Now I must say this isn’t my personal favorite, as it adds a strong cheese flavor—not exactly the impression I was hoping to leave with my fudge recipe—but a lot of people love it!
Low Carb Cream Cheese Fudge
If low carb cream cheese fudge is what you’re looking for, try adding a spoonful into the center of your fudge squares while the mix is still hot and spin the ingredients around for a unique spin on cheesecake filled low carb fudge brownies!

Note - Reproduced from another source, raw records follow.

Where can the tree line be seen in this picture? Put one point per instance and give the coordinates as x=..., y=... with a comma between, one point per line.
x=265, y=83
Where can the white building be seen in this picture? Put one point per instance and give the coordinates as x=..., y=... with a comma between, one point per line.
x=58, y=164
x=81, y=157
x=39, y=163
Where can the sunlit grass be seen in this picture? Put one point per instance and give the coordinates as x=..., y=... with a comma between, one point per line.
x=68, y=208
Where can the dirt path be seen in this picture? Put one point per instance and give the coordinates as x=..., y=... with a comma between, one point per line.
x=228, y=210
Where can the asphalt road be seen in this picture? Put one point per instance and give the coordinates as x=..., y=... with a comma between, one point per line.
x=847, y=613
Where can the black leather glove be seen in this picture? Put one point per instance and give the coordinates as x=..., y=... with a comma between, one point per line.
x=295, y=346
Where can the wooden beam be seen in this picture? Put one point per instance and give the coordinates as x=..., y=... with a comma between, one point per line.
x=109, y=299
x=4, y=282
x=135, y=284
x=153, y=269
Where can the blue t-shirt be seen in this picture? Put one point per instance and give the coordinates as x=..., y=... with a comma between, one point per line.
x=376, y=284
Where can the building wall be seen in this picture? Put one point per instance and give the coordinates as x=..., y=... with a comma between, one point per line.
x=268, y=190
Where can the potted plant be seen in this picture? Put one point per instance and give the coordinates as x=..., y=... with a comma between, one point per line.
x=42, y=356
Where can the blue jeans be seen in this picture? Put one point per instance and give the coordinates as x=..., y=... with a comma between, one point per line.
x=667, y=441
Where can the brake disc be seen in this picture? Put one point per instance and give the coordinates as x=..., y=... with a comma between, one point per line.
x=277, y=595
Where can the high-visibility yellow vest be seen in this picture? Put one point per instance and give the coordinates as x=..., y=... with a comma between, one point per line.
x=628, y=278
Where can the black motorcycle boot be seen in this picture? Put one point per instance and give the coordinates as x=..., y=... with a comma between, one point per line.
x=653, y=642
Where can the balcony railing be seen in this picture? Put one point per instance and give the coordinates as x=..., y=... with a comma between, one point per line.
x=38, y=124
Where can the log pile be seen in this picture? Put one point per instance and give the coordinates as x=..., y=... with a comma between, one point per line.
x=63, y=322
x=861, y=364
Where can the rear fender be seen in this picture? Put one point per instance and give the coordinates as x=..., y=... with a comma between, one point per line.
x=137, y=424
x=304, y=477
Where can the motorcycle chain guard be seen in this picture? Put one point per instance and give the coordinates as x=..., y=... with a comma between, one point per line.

Or maybe the cheesiness could be tempered with a little more nuttiness: low carb cream cheese peanut butter fudge, anyone?
Carbs in Cheese
Nevertheless, there are hardly any carbs in cheese, so if low carb is your goal, you’re in luck…
For reference: an ounce of cream cheese has a respectable 1.6 grams of carbs. Not too shabby at all!
Low Carb Milk
In this recipe, I use almond milk because it’s sweet, light, and compliments the nut flavors alongside the keto fudge coconut oil.
That said, you can use coconut milk, hemp milk, or any other low carb milk you have handy.
Heavy cream is also surprisingly low in carbs—I know, the name is a little deceiving! As you can see from the reference below, regular dairy milk is not your friend while on a low carb meal plan. Who knew?
Low Carb Peanut Butter Fudge
I know what you’re thinking, why the heck doesn’t this recipe have peanut butter in it?
Honestly, I was craving chocolate too much to dilute the flavor in anyway—that said, you can easily add a couple dollops of peanut butter to make low carb peanut butter fudge if that’s what you’re craving. Or wait a couple month until my recipe comes out.
Instead of using peanut butter, I opted to add a few:
Low Carb Nuts
You can add whatever varieties of nutty goodness that you’d like to your fudge—I don’t judge.
I chose to go with the traditional chopped walnuts, because YUM! If you aren’t a fan, toss in whatever low carb nuts you like. If you don’t have any nuts laying around, skip ‘em! Keep in mind:
Keto Fudge — Tips for Perfection
If you’re familiar with making traditional fudge and all the tricks, forget what you know. Grandma’s wisdom ain’t gonna serve you here! (but probably only here)
Unlike traditional fudge recipes, there aren’t a whole lot of techniques needed to make keto fudge come together. Yahoo! Pretty much as simple as: melt, stir, cool, cut, eat!
Low Carb Fudge Recipe
Don’t settle for a low carb food list filled with flavorless and limited recipes that you resent eating. Life is for truly living, and food is for truly savoring!
So without further ado…
Low Carb Fudge — Using Chocolate Flavored Protein Powder
Add the milk, cream, and butter to a medium saucepan. Cook over a low heat until fully combined.
- Break the chocolate into squares and add to the saucepan. Stir frequently until the chocolate has fully melted.
- Remove from heat and stir in sweetener and chocolate protein powder. Then stir in walnuts until all ingredients are fully combined.
- Pour the mixture into a 8x8" baking dish lined with parchment paper. Let the fudge cool by placing dish into the fridge.
- Once set, remove from the fridge and cut into 16 squares. Enjoy!!
- If you'd prefer to use unflavored whey protein, then follow this recipe, but double your chocolate and use 3/4 cup of Swerve. Nutritional information will vary.